Reflecting on how she got involved in the project, Parry explains that she and Diddy first met over two decades earlier, when she was interning at MTV. Years later, when the time came for Diddy to put together his Bad Boy Family Reunion Tour, Parry herself had just started the then-brand-new Live Nation Productions film division of the entertainment conglomerate.  When the word came down that Live Nation would be promoting Diddy's tour, the decision to put a crew together to document the experience almost made itself.
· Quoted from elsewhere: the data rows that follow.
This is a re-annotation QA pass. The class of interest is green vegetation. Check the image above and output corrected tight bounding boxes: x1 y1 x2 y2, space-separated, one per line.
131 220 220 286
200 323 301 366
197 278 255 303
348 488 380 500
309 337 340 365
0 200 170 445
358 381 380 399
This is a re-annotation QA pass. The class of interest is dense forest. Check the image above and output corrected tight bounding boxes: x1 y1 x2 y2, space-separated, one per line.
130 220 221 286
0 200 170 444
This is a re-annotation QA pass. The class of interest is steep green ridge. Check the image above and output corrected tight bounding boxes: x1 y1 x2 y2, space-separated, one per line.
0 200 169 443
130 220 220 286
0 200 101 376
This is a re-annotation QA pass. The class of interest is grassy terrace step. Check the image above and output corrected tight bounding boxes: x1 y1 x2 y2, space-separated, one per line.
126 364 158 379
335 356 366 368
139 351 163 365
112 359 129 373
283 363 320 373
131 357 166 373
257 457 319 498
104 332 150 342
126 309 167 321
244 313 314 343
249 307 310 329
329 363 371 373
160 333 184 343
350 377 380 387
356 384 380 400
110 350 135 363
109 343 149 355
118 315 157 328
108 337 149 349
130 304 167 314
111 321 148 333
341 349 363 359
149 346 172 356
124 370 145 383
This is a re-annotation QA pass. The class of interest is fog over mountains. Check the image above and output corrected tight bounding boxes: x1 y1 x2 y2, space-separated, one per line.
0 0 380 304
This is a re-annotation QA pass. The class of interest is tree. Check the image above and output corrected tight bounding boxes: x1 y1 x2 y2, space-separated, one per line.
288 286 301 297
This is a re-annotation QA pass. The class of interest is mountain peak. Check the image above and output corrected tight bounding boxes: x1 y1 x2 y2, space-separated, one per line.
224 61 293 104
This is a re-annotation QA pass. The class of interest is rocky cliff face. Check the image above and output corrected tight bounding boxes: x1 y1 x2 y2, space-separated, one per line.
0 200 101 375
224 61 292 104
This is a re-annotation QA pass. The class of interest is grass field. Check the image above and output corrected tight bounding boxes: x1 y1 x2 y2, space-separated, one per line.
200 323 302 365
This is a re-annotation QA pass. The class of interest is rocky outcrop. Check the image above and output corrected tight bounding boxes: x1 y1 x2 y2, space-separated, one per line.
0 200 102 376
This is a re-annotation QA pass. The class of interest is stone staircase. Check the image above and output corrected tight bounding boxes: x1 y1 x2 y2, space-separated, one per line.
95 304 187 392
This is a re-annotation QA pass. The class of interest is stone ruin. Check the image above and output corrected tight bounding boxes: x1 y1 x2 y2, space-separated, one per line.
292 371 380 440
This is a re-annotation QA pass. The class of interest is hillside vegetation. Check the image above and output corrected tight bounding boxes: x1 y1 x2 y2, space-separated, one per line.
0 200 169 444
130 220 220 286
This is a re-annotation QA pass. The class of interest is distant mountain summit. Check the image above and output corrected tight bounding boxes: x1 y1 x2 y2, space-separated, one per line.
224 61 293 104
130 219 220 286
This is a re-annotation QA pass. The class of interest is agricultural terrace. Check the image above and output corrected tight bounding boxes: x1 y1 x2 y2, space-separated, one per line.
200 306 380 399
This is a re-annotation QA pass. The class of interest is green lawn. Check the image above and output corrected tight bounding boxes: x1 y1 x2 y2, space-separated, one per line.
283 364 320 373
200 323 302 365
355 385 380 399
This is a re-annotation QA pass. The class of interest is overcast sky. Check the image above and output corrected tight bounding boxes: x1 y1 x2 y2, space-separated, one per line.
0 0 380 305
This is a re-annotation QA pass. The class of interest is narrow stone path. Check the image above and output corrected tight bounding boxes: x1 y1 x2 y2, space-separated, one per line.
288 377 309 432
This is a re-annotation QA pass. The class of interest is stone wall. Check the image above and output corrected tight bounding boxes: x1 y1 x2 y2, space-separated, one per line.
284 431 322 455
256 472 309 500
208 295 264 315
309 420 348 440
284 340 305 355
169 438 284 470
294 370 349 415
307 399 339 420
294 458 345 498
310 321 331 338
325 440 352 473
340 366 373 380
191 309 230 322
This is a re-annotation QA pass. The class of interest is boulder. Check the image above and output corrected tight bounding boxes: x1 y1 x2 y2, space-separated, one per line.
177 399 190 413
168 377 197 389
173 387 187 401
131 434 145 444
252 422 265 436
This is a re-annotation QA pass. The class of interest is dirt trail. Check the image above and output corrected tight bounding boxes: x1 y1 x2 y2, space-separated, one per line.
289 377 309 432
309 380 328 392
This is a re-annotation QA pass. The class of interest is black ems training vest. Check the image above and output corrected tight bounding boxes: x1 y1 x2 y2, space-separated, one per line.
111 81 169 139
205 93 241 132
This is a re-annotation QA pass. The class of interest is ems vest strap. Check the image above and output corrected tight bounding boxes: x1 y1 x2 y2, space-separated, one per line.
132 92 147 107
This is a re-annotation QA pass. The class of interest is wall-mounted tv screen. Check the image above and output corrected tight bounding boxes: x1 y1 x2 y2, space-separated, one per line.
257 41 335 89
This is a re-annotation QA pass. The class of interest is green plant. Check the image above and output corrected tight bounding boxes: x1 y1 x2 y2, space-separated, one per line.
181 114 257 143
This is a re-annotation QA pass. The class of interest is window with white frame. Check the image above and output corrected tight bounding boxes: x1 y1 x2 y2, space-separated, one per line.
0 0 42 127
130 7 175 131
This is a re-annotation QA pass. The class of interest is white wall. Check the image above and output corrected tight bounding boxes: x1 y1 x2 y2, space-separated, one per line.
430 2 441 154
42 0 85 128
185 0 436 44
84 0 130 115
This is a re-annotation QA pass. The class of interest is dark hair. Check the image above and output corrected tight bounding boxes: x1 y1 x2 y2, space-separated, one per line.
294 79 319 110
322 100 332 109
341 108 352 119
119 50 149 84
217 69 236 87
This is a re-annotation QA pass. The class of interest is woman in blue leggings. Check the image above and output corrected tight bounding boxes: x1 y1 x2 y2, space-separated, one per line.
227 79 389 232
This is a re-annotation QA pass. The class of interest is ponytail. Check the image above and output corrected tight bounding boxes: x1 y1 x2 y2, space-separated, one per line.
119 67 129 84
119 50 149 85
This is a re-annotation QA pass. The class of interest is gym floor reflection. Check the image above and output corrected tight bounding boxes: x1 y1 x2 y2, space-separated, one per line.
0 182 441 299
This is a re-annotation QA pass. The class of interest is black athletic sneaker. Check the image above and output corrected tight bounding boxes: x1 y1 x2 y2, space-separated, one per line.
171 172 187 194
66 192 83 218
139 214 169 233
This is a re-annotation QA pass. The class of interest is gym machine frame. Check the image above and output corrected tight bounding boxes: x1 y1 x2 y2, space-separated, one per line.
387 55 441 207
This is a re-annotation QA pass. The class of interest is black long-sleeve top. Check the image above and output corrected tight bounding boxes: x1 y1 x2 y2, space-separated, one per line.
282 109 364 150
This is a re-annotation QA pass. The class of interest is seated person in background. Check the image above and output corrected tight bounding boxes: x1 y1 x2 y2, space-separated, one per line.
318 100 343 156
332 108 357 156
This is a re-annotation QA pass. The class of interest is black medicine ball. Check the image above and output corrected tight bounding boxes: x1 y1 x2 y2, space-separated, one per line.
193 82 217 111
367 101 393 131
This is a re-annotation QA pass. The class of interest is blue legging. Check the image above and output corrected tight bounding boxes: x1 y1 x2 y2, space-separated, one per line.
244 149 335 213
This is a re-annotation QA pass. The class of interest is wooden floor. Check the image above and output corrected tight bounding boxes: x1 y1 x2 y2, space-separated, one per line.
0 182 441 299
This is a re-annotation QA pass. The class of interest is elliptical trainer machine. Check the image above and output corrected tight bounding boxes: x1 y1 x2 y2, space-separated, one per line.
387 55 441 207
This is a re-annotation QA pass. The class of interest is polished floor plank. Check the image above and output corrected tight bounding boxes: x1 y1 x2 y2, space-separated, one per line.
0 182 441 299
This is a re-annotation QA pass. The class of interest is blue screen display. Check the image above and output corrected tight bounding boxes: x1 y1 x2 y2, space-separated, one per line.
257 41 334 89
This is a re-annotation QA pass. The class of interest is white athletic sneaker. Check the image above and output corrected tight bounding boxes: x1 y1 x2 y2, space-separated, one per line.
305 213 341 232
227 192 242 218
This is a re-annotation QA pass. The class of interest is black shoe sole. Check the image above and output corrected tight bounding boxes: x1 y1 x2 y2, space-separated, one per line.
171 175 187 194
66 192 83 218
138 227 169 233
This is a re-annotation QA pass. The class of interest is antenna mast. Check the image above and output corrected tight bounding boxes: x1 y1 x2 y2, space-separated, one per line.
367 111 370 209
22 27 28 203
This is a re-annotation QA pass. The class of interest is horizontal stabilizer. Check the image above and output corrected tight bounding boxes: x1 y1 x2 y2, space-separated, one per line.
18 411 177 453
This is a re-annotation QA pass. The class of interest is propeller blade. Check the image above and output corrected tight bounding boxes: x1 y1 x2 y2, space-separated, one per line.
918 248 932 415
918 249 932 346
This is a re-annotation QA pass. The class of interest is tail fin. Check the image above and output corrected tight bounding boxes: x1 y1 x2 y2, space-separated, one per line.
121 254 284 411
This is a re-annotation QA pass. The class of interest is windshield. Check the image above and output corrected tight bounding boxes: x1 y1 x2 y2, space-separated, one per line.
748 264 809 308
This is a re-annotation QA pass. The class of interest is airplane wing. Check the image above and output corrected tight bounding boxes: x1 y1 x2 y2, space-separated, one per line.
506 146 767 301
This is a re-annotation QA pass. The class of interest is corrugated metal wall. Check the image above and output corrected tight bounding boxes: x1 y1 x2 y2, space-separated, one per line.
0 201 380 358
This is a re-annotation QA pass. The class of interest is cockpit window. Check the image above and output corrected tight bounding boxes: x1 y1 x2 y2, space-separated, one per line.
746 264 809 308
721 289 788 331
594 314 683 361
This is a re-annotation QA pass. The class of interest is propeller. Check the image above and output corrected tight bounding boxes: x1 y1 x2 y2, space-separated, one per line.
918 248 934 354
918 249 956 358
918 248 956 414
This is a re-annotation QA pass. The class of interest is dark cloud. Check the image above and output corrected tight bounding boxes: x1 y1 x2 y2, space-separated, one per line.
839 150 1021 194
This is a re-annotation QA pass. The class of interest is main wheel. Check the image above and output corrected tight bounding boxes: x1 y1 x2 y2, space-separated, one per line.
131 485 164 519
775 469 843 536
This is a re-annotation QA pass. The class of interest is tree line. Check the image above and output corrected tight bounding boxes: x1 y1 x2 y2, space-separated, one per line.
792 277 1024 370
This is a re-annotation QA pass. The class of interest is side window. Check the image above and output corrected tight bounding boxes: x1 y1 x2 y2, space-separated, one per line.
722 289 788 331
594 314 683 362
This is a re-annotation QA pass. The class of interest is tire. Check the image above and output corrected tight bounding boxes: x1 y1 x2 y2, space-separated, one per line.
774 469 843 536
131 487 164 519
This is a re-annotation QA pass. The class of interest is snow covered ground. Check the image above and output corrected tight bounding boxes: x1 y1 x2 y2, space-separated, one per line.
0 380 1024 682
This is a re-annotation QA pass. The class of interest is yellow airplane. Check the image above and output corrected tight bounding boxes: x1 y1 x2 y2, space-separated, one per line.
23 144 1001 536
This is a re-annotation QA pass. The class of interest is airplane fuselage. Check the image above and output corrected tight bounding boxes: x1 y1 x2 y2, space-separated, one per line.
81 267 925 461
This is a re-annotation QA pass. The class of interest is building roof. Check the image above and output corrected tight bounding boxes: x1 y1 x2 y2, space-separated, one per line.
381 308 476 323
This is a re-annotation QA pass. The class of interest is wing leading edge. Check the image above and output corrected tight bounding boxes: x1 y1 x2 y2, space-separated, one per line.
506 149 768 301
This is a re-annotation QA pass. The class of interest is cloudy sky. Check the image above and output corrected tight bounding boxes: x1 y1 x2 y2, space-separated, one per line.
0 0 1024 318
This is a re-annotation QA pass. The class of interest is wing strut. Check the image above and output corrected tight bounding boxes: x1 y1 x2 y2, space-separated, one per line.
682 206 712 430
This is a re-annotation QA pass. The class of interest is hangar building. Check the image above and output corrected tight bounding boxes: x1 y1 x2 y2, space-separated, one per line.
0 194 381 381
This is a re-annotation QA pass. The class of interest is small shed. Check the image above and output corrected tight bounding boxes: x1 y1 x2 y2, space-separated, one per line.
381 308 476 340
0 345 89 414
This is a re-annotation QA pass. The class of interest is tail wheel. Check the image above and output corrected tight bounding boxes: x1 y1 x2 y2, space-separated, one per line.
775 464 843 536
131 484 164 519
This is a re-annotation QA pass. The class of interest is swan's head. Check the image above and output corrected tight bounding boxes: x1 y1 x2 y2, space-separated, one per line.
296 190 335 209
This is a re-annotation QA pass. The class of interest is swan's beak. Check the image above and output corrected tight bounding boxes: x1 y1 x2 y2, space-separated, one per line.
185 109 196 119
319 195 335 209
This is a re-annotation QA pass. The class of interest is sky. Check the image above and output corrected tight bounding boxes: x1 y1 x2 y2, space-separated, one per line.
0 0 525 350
"We moved at lightning speed. We decided to do [the film] and we had like three weeks to find a director, and put it on it, and go." —​ Heather Parry

"I think of my biggest records, or hits, or success has been when the audience is able to be vulnerable," Diddy explained, responding to GRAMMY Museum Executive Director and "Required Listening" host Scott Goldman's praise for the depth of insight and emotion the film was able to achieve. "I knew if I was going to step out in this type of medium …I just wanted to tell the truth."

Digging deeper into the broader goals behind creating Can't Stop Won't Stop, Diddy added, "I wanted to change the narrative, just in general, of how hip-hop is perceived, and also – we as black men and women – how we're perceived based on what we see through media or the constant images of negativity that we see. I wanted to change the narrative and show the new narrative of strength, of black strength, of black excellence, of shining a positive light on the positive things that we do, the magic that we have, the brilliance that we have, and do it in an unapologetic way."